[RFC] Ansor: An Auto-scheduler for TVM (AutoTVM v2.0)

jcf94 · June 22, 2020, 11:39am

The first PR of Ansor has been submitted at https://github.com/apache/incubator-tvm/pull/5883

xqdan · June 23, 2020, 12:36am

we do support ascend310 op codegen on AKG side, but not in MindSpore for now.

yangjunpro · June 24, 2020, 1:13am

Is there any details about the TVM + MKLDNN BERT integration work? I would like to take a look to see its potential connection with Ansor.

yangjunpro · June 24, 2020, 1:15am

Hi @xqdan, when you say “not in MindSpore for now”, do you mean AKG is still a standalone codegen toolkit? Or it currently has already been integrated into your internal TensorFlow/PyTorch versions?

kevinthesun · June 24, 2020, 7:04am

Adding “-libs=cblas” in target and building tvm with MKLDNN will use mkl gemm for dense.

farhan · June 24, 2020, 9:57pm

OpenCL Mali’s analog to “shared” is “local” IIRC. Nvidia GPU calls “shared” a configurable part of L2 and I believe Mali GPU calls the configurable part of L2 as “local” if I’m not mistaken.

mbaret · June 24, 2020, 10:22pm

Welcome to the TVM community

Mali doesn’t really have an equivalent to Nvidia’s shared memory, it uses the system RAM backed by an unconfigurable cache. Local is just OpenCL’s term for CUDA’s shared. This means that using explicit cache read/writes to shared/local aren’t advised when optimising for Mali.

As to explicitly generating vectorize instructions, that will depend on the architecture in question. Post-Midgard GPUs should not require it (other than perhaps vectorizing load/stores).

xqdan · July 7, 2020, 12:24am

@yangjunpro AKG has been integrated into MS now, as a submodule. you can checkout here, https://github.com/mindspore-ai/mindspore.

lenLRX · July 12, 2020, 4:23pm

I got two questions:

How much time & machines taken to optimize the networks in the paper?(halide auto schedule said “a few hours per app”)
Can Ansor handle network with dynamic shape?

comaniac · July 13, 2020, 12:46am

A few hour per network in a single machine.
Not yet at this moment.

jcf94 · July 17, 2020, 3:37pm

Thanks to everyone’s co-work, we’ve merged our first PR of minimum Ansor system.

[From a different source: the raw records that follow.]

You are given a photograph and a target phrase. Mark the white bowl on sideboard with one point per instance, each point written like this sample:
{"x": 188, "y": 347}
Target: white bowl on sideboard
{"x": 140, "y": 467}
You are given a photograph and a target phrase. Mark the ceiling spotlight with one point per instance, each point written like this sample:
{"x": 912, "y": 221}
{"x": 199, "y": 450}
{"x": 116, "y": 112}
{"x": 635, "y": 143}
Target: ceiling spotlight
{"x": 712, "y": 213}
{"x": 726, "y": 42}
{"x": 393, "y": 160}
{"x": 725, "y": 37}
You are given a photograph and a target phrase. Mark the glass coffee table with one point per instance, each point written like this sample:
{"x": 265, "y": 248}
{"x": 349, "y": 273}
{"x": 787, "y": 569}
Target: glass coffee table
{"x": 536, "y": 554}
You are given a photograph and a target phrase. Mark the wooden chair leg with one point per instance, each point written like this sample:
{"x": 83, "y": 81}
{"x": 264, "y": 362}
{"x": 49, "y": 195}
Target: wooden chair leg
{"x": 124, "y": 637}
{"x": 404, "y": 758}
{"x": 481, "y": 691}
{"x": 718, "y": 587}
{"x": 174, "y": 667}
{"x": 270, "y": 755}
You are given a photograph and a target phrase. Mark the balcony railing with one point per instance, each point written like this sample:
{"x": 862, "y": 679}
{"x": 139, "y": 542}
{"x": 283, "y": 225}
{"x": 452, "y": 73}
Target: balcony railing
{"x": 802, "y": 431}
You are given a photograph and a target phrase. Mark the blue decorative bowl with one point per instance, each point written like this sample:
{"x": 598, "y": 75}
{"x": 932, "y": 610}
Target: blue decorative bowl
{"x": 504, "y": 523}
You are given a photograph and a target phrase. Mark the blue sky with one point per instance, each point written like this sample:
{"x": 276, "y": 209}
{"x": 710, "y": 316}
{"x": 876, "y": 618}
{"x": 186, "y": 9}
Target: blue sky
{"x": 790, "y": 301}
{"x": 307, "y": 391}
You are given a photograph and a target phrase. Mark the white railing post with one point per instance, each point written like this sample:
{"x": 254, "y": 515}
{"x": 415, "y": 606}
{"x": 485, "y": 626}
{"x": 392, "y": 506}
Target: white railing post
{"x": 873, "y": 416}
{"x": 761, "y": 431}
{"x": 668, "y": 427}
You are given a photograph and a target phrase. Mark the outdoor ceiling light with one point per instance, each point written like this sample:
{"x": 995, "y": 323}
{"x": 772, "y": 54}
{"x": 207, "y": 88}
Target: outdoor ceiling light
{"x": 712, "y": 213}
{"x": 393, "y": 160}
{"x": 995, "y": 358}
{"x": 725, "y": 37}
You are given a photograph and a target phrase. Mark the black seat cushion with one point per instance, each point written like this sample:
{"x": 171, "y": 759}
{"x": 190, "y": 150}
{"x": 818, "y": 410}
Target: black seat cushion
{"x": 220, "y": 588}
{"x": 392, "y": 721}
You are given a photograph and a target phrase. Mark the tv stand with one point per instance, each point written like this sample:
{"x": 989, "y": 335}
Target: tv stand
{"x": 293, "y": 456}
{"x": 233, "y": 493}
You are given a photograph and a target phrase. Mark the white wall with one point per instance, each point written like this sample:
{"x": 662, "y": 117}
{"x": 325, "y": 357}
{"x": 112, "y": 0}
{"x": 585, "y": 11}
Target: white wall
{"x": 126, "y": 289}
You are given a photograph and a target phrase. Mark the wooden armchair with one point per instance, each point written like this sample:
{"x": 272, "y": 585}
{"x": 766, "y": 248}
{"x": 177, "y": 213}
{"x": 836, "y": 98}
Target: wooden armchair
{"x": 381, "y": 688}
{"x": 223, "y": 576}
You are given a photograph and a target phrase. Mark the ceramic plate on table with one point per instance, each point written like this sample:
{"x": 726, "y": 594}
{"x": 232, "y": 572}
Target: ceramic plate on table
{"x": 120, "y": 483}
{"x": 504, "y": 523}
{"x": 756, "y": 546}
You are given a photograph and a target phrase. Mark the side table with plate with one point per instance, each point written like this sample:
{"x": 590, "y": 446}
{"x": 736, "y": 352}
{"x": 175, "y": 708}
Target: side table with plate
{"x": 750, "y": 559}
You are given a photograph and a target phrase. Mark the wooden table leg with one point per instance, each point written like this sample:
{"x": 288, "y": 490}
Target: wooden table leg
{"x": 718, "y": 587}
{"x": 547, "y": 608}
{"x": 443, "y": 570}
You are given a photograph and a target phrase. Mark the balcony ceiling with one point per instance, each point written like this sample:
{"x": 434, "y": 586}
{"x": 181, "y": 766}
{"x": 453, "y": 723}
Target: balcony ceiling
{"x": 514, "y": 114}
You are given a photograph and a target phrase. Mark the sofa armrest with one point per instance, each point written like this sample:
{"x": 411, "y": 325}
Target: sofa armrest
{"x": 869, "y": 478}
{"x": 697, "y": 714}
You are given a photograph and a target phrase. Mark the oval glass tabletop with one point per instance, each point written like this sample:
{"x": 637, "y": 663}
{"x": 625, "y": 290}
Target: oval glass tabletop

Update the later upstream plan here.

In each part, we may split it to several small PRs.

Phase 0: Ansor Minimum System(apache/incubator-tvm#5962)
Phase 1: Ansor Components: Cost model, Other transform steps
- Namespace renaming (apache/incubator-tvm#6059)
- RPC Runner(apache/incubator-tvm#6077)
- Annotation/ComputeAt/ComputeRoot/ComputeInline steps(apache/incubator-tvm#6073)
Phase 2: SketchSearchPolicy: As proposed in the paper
Phase 3: Relay Integration: End to end network support
Phase 4: API refine, Fully custom sketch support, Documents refine

zhiics · July 16, 2020, 5:40pm

Thanks for the contribution. I am not trying to block the progress. But I do have one question. As @MarisaKirisame pointed out that there are comments not addressed in the ansor PR, should we fix those first or move forward with more and more code and come back in the end to fix?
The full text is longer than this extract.